Sales of diet sodas just aren't bubbling up anymore. Data: Beverage Digest

Coke has been trying to find alternatives to the artificial sweeteners and just recently introduced into the U.S. a stevia-based soda, Coca-Cola Life, that offers a blend of real sugar and the plant-based sweetener. However, when it infused its Vitaminwater with stevia, drinkers revolted over the changed taste profile and Coke quickly dropped it. Consumers could recoil just as fast with the lower-calorie soda, but having to raise prices just as its trying to introduce the product likely wouldn't set well.
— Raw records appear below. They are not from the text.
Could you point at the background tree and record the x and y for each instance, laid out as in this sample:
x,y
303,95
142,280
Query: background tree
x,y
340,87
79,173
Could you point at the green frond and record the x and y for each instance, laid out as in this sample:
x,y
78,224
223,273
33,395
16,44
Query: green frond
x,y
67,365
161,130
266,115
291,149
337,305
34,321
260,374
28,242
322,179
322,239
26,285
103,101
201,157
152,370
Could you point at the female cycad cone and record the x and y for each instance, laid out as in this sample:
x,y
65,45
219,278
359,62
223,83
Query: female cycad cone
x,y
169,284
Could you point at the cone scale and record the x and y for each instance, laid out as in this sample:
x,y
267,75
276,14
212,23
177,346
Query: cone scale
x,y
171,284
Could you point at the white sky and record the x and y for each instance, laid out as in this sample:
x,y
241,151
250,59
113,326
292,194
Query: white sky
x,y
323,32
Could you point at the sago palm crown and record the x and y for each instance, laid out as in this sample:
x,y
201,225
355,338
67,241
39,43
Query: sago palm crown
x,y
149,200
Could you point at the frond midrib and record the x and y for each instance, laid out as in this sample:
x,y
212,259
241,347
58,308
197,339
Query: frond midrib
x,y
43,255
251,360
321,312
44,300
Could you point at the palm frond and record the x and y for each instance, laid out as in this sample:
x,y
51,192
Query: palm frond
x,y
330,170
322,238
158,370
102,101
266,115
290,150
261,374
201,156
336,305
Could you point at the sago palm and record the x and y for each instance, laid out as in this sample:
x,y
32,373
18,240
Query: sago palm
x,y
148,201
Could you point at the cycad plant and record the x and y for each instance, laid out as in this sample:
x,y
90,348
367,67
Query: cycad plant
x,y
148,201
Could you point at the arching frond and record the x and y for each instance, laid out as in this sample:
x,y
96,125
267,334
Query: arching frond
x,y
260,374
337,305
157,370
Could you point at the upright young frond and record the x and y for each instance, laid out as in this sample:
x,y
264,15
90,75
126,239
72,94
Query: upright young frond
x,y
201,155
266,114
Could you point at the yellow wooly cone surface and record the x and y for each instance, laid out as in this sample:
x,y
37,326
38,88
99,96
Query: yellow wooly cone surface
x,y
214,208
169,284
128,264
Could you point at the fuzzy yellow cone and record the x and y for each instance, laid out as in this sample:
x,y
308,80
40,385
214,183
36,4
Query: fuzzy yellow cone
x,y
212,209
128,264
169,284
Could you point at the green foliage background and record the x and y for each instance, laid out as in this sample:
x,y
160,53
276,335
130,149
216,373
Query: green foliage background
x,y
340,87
Pepsi also markets a stevia-sweetened soda in Australia, Pepsi Next, and Dr Pepper Snapple Group (DPS) is similarly exploring the sweetener as an alternative for its Core 4 TEN line of beverages made with aspartame, high-fructose corn syrup, and acesulfame potassium that's never caught on.

Not such a sweet deal
Mexico is aware of the friction its exports have caused and last year its soft-drink industry voluntarily bought up 400,000 metric tons of sugar. That hasn't stopped the Commerce Department from ruling Mexico was dumping sugar onto the market and taking under consideration the possibility of new tariffs. It's possible it won't go through with the measure, and the rising disparity between domestic sugar prices and those on the world market should stay its hand.

For too long we've condoned the transfer of wealth from consumers to corporations. Margins at food and beverage makers will be compressed, jobs will be lost, and consumers will feel its effects in their wallets. The time has come to extract America's sweet tooth.